Restaurants Roasting People Who Gave Them Negative Yelp Reviews (25 Pics)
Bitch, I been tryna reach you all day to talk to you about these Dorito tacos.
And now thanks to shrooms we all got a terrifying glimpse of what goes on in his head. I will not say I didn't see it coming when it turns out he made a suit out of people's skin
He insisted he brought his alarm clock everywhere, and then the girl screamed "fuck French people!"
WHY DID I INFORM THE ENTIRE BATHROOM I DONT HAVE AN STD?!?!?!!
There's still helium in the tank I found in the garbage outside the bar!
Woman Posts Harassing DMs From Creep Online, Now He’s Upset Because People Told His Mom
The girl in the stall next to me is puking her brains out, I'd say she had just a good a weekend as us
I gave her some alkaseltzer ad she looked at me lke I was god
Also, do you think i could get away with finishing my vodka cranberry from last night at work if i put orange juice in it? Serious question.

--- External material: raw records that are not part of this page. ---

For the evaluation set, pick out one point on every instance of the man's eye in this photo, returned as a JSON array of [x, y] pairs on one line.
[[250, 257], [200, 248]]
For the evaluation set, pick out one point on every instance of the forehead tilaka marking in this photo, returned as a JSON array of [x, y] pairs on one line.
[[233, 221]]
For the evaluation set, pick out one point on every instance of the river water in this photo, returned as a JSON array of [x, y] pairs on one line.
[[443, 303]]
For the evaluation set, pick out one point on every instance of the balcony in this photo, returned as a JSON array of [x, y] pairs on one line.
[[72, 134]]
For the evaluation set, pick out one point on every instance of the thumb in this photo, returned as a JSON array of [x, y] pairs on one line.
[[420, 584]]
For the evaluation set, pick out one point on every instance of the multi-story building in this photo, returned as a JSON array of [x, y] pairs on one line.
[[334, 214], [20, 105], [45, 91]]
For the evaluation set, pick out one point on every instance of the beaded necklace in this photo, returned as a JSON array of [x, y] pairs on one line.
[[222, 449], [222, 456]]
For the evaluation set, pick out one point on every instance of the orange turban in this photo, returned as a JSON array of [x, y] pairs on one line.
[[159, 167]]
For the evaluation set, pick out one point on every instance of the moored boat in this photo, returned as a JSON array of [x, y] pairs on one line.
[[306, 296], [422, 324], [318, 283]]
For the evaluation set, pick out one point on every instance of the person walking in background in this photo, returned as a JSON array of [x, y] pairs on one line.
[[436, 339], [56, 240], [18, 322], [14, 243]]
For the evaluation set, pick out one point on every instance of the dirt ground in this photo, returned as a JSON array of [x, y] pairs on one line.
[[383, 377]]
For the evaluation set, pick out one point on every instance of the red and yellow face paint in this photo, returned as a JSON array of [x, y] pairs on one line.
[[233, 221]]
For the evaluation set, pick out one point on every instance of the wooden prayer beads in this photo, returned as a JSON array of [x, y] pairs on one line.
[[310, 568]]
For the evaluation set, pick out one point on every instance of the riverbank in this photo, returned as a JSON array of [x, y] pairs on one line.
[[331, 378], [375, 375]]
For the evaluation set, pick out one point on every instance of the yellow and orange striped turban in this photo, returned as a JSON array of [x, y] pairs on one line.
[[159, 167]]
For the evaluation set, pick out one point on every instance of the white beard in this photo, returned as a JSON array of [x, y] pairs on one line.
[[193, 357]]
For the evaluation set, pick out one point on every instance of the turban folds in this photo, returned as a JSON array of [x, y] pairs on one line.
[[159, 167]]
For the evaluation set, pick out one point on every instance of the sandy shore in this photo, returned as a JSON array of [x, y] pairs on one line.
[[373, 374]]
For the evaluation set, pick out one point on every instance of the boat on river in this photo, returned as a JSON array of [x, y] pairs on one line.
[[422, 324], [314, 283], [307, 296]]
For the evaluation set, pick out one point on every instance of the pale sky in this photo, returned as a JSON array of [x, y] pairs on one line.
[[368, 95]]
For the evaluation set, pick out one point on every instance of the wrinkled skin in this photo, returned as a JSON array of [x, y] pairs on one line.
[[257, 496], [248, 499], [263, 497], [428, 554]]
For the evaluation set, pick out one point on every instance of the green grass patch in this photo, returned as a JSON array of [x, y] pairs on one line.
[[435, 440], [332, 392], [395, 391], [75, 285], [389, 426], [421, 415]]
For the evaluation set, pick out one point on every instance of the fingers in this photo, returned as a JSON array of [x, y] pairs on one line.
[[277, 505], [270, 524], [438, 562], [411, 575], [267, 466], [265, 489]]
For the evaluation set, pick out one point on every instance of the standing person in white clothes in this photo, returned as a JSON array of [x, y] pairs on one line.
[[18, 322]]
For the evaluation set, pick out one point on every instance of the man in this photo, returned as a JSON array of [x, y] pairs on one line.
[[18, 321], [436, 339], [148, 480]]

I just chugged whiskey at 7 AM because going to breakfasts at Brendas doesnt seem right if Im not real drunk. I feel like when Brenda takes my order she can tell Im drunk and will take care of me.
I don't want anything calamari shaped after last night. But I appreciate the Cheerios offer.
This dude has batman tighty whities on over his cargo pants and he has the nerve to yell "fuck you bitch" up at my window.
You can have my vag. Its useless without you.